It's Sunday. Sunday is blogging day. I should write something, despite it being the kind of afternoon when all I want to do is passively consume: snacks, hot milk with Ovaltine, novels, TV.
As luck would have it, yesterday was relatively interesting, not least because I spent some time with my relatives. My father and step-mom, who were scheduled to spend the entire winter in their Mexican gringo get-away, are currently living in a borrowed condo in the suburbs of Toronto with my sister, on account of my sister's health. It's a long, convoluted story, but basically my sister's back is crunk; she might need to have surgery on it; and in the meantime she needs quite a lot of help getting to and from appointments. Yes, it's a major bummer. But on the bright side, my sister is being well looked-after, and also it means that I get to see my folks more than never during the winter.

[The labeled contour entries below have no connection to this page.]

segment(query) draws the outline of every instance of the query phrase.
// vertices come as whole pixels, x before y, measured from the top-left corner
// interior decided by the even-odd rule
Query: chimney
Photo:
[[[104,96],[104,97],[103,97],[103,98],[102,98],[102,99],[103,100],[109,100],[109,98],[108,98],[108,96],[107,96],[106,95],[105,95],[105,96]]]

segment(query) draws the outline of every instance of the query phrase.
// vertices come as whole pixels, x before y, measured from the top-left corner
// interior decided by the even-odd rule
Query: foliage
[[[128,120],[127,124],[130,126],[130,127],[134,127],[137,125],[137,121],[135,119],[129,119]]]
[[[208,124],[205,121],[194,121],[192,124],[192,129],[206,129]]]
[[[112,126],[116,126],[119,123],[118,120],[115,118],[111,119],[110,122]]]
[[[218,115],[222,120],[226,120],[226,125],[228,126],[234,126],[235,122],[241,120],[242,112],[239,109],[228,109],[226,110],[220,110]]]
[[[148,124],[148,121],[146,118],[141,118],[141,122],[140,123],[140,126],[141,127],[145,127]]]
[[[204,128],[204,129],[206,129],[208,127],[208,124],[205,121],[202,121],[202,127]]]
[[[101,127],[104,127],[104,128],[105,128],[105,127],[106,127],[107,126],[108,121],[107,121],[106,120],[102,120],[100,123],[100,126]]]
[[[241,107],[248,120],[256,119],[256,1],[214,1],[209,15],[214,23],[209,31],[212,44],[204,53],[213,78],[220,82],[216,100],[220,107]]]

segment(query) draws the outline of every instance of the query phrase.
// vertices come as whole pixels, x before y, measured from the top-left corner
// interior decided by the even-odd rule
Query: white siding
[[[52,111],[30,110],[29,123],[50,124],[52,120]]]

Getting to the borrowed condo seemed like it might be a challenge. It's located at the far reaches of the Toronto public transit system (TTC), a few blocks away from where the buses turn around and head back to Kipling station. As you may recall, I don't drive. However! It was discovered that I could ride with my grandmother (elder Bubbe, the 97-year-old) as a escort in her WheelTrans cab.
WheelTrans is a service offered by the TTC for disabled people. It offers door-to-door cab or wheelchair-bus service for the price of a regular bus ride. My Bubbe applied for eligibility a couple of years ago. I'm not sure who ends up paying the real cost of the service, obviously it all trickles down to the tax-payers eventually, but in my opinion it's necessary and a blessing to many people, and I'm happy to be contributing to it.
This was the first time I got to benefit from it. I flashed my Metropass and was able to enjoy a $50 cab ride out into the wilds of Etobicoke in warmth and comfort. (The cab driver does leave the meter running, so that he can charge the fee back to the TTC, and so that you can see exactly how much value you are squeezing out of the system.)
It was nice to spend the extra time with my Bubbe, and we had a good time with the family. My favourite exchange of the evening came when my Bubbe declared "I've always felt like a freak!" "So, I inherited it?" I joked. My father said "Yes, you come from a long line of freaks." It's just as I had always suspected!
A second WheelTrans cab deposited us back at my Bubbe's residence at the end of the evening, and I still had time to take the train over to a friend's birthday party for a slice of chocolate cake. That's a lot of excitement during an otherwise hibernatory February. It was a nice change of pace.